Socio-Historical Context: Money and Marriage

One of the major developments in the 18th century was the push toward romantic marriage, rather than socio-political marriage, for members of the upper classes. In the past, marriages were largely a way for elite families to forge alliances and maintain fortunes, while members of the lower classes predominantly married out of custom, love, or the formation of family units. This is why older or mercenary characters in The Conscious Lovers—i.e., Sir Bevil, Sealand, and Cimberton—consider marriages through the older lens, as familial alliances, with wealth and family background as the most important aspects of suitable matches. However, the play’s younger, more sympathetic characters—Bevil Jr., Myrtle, Lucinda, and Indiana—are eager to pursue marriages based on love and attraction. 

As the practice of arranged marriages grew less prevalent, portrayals of openly displayed affection became positive rather than negative. In the play, the sexual desire of Tom and Phillis, who represent the relative marital freedom of members of the lower classes, for whom marriage was much more likely to be a matter of choice, is something to be admired rather than rebuked. Lucinda’s envy of Phillis’s passion reflects the social changes that would eventually culminate in the Marriage Act of 1753, which limited the requirement of parental consent only to marriages between people under 21. 

Ironically, Richard Steele’s assertion that sentimental comedy was a more morally instructive genre than the more overtly bawdy Restoration period was undercut by later accusations that literature and drama promoting romantic marriages was responsible for the change in social attitudes.
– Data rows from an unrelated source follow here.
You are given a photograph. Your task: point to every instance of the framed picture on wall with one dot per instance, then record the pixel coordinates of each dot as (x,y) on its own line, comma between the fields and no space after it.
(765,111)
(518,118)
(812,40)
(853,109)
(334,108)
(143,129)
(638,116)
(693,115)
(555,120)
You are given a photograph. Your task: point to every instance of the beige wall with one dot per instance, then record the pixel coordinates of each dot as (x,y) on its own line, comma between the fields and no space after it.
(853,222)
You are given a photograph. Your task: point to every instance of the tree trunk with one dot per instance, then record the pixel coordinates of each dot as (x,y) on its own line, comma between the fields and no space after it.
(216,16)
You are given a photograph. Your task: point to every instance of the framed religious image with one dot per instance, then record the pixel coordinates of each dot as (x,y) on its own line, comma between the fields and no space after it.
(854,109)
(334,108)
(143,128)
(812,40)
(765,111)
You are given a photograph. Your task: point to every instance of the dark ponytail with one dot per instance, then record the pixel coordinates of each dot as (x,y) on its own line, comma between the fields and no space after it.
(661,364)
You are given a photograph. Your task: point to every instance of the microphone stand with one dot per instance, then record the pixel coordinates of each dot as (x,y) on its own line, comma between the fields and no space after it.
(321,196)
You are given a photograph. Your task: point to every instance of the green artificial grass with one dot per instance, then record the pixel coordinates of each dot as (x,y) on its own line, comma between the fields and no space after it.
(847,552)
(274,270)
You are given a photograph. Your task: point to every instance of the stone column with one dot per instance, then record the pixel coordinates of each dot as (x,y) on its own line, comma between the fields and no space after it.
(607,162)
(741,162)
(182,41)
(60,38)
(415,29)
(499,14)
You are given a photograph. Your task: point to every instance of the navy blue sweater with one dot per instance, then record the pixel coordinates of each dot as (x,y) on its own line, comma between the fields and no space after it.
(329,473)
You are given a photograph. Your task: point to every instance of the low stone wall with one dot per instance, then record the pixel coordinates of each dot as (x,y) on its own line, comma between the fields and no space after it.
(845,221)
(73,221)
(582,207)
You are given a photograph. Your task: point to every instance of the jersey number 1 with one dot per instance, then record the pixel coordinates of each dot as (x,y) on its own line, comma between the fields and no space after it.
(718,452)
Works like The Conscious Lovers and Samuel Richardson’s novel Pamela (1740) would later be cited as influencing this change.

Literary Context: Sentimental Comedy

Colley Cibber is credited with writing the first sentimental comedy, Love’s Last Shift in 1696. In writing this work, Cibber wanted move away from what he saw as the lewdness and violence of Restoration comedy toward a theatrical work that privileged wit, emotion, and more conservative sensibilities. Restoration plays were popular with audiences who praised plays that included popular elements of libertinism, such as depictions of heavy drinking, violence, and promiscuity. For instance, plays like William Wycherley’s The Country Wife (1673) and Aphra Behn’s The Rover (1677) were hugely successful and featured sexually explicit discussion, fights, infidelity, and drunkenness. In comparison, Love’s Last Shift and even more so The Conscious Lovers are notably tame, eschewing previous theatrical conventions.

Steele’s argument was that even comedy that ended with immorality being punished ultimately reveled in the immoral acts of its characters, whose antics the audience watched with glee. To him, the eventual punishment did little to prevent these characters from shaping social attitudes toward standards of behavior. In response, Steele wanted to write a play that was both comic and moral, featuring good, upstanding characters that are eventually rewarded for their moral actions. However, this was a mixed success: While his play does eliminate the immoral leading characters that previous plays featured, critics pointed out that The Conscious Lovers failed to be funny; even appreciative audiences often responded to the play as though it were a tragedy. The scene in which Indiana and Sealand are reunited, for example, stood out as a favorite for 18th-century audiences. Later, Steele’s idea of rewarding characters for their morals would become a dominant trend in English literature—one that was immediately satirized by writers who saw it as false piety. For example, Richardson’s Pamela; or, Virtue Rewarded (1740), in which Pamela is rewarded for her chastity with a wealthy marriage, was almost instantly parodied by Henry Fielding in Shamela, or An Apology for the Life of Mrs. Shamela Andrews (1741), which portrays the young woman as a schemer intent on a mercenary marriage.